Que Strategy affiche publiquement ce niveau n’a rien d’un hasard. L’entreprise de Michael Saylor a bâti toute sa stratégie financière sur l’accumulation de Bitcoin, financée à coups de dettes et d’émissions d’actions. Sa valorisation boursière est intimement liée au cours du BTC. Mettre en avant un indicateur qui suggère un plancher solide, c’est aussi, indirectement, envoyer un message rassurant aux marchés qui scrutent le bilan du groupe.

On peut y voir de la communication. On peut aussi y voir une conviction sincère : Saylor martèle depuis des années qu’il ne vendra jamais. La ligne des 200 semaines colle parfaitement à ce récit de long terme, celui d’un actif qu’on accumule et qu’on garde, peu importe les secousses.

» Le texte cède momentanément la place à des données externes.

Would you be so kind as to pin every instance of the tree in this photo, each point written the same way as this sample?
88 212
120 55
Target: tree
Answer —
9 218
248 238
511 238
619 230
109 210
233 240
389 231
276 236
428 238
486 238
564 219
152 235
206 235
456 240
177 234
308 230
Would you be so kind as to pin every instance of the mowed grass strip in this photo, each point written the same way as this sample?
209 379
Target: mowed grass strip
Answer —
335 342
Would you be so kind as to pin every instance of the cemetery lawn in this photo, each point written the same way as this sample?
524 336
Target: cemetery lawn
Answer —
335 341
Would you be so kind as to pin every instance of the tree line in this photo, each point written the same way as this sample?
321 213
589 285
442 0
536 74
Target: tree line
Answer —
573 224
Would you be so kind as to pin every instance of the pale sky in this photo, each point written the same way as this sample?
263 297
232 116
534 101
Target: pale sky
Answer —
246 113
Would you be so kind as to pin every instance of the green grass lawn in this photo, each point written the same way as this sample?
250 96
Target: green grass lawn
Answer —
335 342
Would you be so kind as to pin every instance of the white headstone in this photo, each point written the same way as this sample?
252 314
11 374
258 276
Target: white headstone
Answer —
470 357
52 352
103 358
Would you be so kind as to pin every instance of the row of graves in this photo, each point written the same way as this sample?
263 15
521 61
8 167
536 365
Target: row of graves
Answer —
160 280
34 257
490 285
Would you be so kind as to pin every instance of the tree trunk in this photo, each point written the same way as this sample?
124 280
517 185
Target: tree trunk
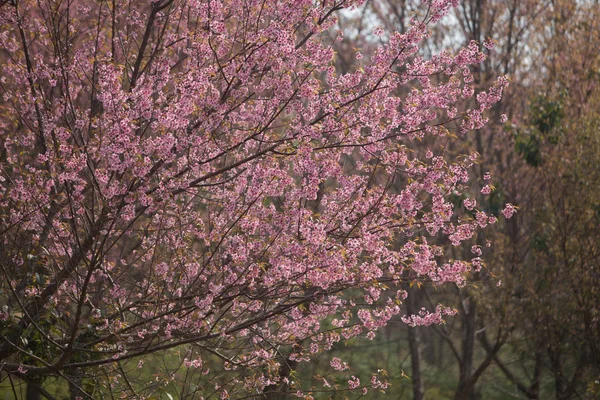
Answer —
415 354
33 390
465 383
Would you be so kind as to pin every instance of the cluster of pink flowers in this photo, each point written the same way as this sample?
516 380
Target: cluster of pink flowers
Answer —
217 181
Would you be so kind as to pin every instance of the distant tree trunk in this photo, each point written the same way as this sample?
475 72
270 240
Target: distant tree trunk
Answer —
465 383
413 343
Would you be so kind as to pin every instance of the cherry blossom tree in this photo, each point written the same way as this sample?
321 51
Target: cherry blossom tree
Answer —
197 176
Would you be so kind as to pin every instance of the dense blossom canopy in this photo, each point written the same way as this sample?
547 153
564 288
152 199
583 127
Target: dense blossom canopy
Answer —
198 172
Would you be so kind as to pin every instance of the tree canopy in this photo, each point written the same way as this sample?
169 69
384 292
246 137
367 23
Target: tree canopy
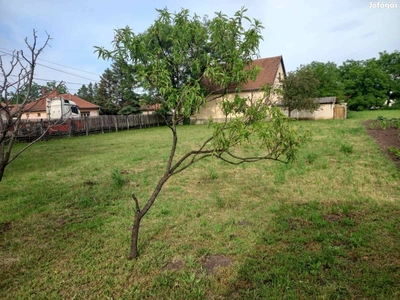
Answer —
299 91
328 76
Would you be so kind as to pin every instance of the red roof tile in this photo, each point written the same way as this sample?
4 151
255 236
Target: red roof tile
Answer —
79 101
269 69
40 105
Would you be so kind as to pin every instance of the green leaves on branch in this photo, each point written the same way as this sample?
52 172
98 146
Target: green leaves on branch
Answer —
176 55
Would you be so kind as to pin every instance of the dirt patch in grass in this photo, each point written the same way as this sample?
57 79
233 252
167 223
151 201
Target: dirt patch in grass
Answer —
385 138
214 261
177 265
333 218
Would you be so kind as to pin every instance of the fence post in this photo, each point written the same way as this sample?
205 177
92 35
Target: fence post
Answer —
87 125
69 127
116 123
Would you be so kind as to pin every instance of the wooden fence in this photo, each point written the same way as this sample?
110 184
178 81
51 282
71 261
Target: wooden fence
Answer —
32 129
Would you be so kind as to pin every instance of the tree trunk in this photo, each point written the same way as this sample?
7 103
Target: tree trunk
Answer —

Pour l’épargnant francophone — qu’il soit à Paris, Bruxelles, Genève ou Casablanca — l’utilité concrète de cet indicateur est limitée mais réelle. Il offre un repère mental. Quand le cours s’approche de sa moyenne longue, cela signale que l’emballement spéculatif s’est calmé. C’est un thermomètre du sentiment, pas une boule de cristal.

Ce que ça change vraiment pour vous

Concrètement, un détenteur de Bitcoin qui découvre cette histoire doit garder trois idées en tête, sans en faire une méthode de trading.

  • Un indicateur technique décrit une probabilité passée, jamais une certitude future.
  • Le contexte macroéconomique et réglementaire de 2026 diffère radicalement des cycles précédents qui ont forgé ces statistiques.
  • Le Bitcoin reste un actif extrêmement volatil : il peut perdre la moitié de sa valeur en quelques semaines, ligne magique ou pas.

La moyenne à 200 semaines est un outil, pas un oracle. Elle raconte que le marché a fini de digérer ses excès et qu’il se tient, pour l’instant, à un niveau que l’histoire a souvent jugé important. Rien de plus, rien de moins.

Reste la vraie question, celle que personne ne peut trancher aujourd’hui : cette ligne va-t-elle une fois de plus jouer son rôle de tremplin, ou le cycle actuel va-t-il écrire une histoire différente ? Les statistiques penchent d’un côté. Le bon sens rappelle qu’on ne parie pas sa tranquillité financière sur une moyenne mobile. À chacun de mesurer sa propre exposition avant de se laisser hypnotiser par un trait sur un graphique.